Il senatore del Pdl, Marcello Dell’Utri, ha potuto tirare ieri un sospiro di sollievo. I giudici della Cassazione hanno, infatti, deciso di annullare il processo a suo carico, con la condanna a 7 anni di reclusione inferta in secondo grado per concorso esterno in associazione mafiosa. A convincere la Corte Suprema è stata la requisitoria del sostituto procuratore generale, Francesco Iacovello, che ha parlato di “gravi lacune” giuridiche in riferimento alla mancanza di motivazione e di specificazione della condotta contestata al senatore.

La requisitoria di Iacovello – Dopo circa 3 ore di Camera di Consiglio, la Corte di Cassazione di Palermo ha ieri deciso di stoppare la condanna a carico di Marcello Dell’Utri. Un’inversione di marcia clamorosa, verosimilmente favorita dalle parole pronunciate dal procuratore generale, Francesco Iacovello: “Per Dell’Utri – ha detto – non è stato rispettato nemmeno il principio del ragionevole dubbio.

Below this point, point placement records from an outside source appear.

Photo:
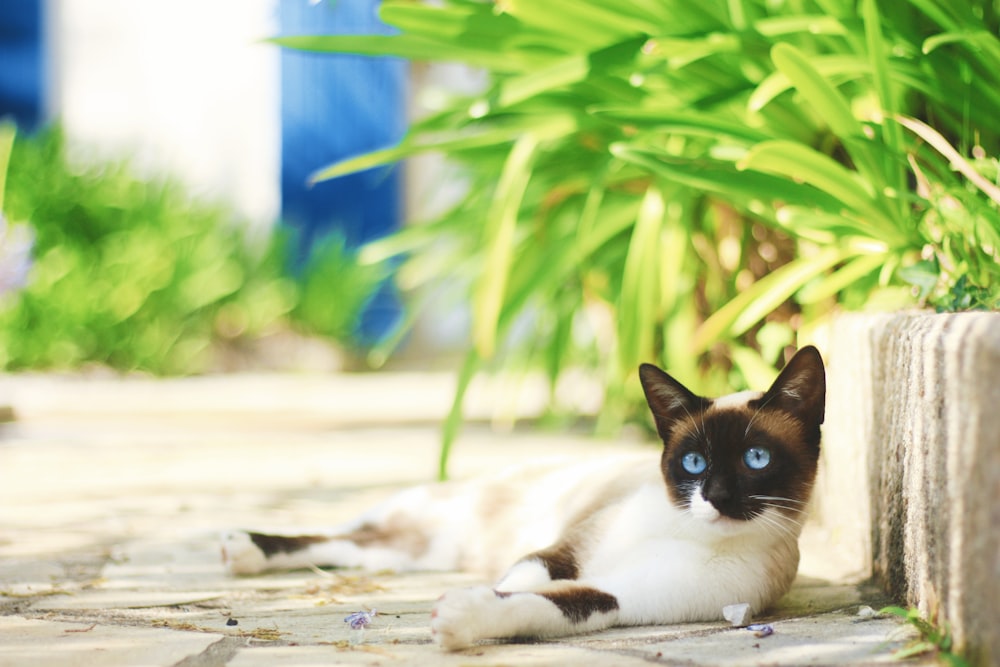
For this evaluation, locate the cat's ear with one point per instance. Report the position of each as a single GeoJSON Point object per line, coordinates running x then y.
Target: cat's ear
{"type": "Point", "coordinates": [668, 399]}
{"type": "Point", "coordinates": [800, 388]}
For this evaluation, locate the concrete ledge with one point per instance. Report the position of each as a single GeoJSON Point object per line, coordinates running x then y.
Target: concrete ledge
{"type": "Point", "coordinates": [910, 486]}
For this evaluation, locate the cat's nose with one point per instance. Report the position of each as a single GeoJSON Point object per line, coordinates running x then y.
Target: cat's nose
{"type": "Point", "coordinates": [717, 492]}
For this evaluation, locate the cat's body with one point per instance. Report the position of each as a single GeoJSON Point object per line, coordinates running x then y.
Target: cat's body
{"type": "Point", "coordinates": [643, 539]}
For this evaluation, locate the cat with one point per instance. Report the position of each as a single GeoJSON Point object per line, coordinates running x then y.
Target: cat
{"type": "Point", "coordinates": [608, 543]}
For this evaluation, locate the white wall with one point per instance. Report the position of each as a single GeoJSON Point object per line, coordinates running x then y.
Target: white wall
{"type": "Point", "coordinates": [184, 85]}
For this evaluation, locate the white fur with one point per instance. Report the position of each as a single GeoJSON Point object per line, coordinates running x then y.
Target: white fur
{"type": "Point", "coordinates": [662, 564]}
{"type": "Point", "coordinates": [737, 400]}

L’accusa non viene descritta, il dolo non è provato, precedenti giurisprudenziali non ce ne sono e non viene mai citata la sentenza ‘Mannino’ della Cassazione, che è – ha spiegato il pg – un punto di riferimento imprescindibile in processi del genere”.

Troppa vaghezza – “Il concorso esterno è ormai diventato un reato autonomo – ha osservato Iacovello nella sua requisitoria – un reato indefinito al quale non crede più nessuno”. Di più: “L’imputato viene indicato come il referente o il terminale politico della mafia – ha aggiunto il procuratore generale – ma non significa nulla: non si fanno così i processi, si devono descrivere i fatti in concreto“.

Sollevati e fiduciosi – Un “colpo di reni” che sembra aver convinto i giudici della Suprema Corte, che hanno di fatto annullato la sentenza, aprendo a un “secondo tempo” del processo a carico del senatore. “Siamo sollevati da questa sentenza che accoglie le censure rilevate oggi dalla pubblica accusa – ha commentato uno dei legali di Dell’Utri, Giuseppe Di Pieri – e siamo fiduciosi nel nuovo processo che si terrà a Palermo. La decisione della Cassazione – ha aggiunto il difensore – dimostra che nei confronti di Dell’Utri sono stati fatti dei processi contrari al diritto, e la Suprema Corte, nonostante le pressioni che si sono manifestate in questo ultimo periodo – ha concluso Di Pieri – ha preso una decisione coraggiosa”.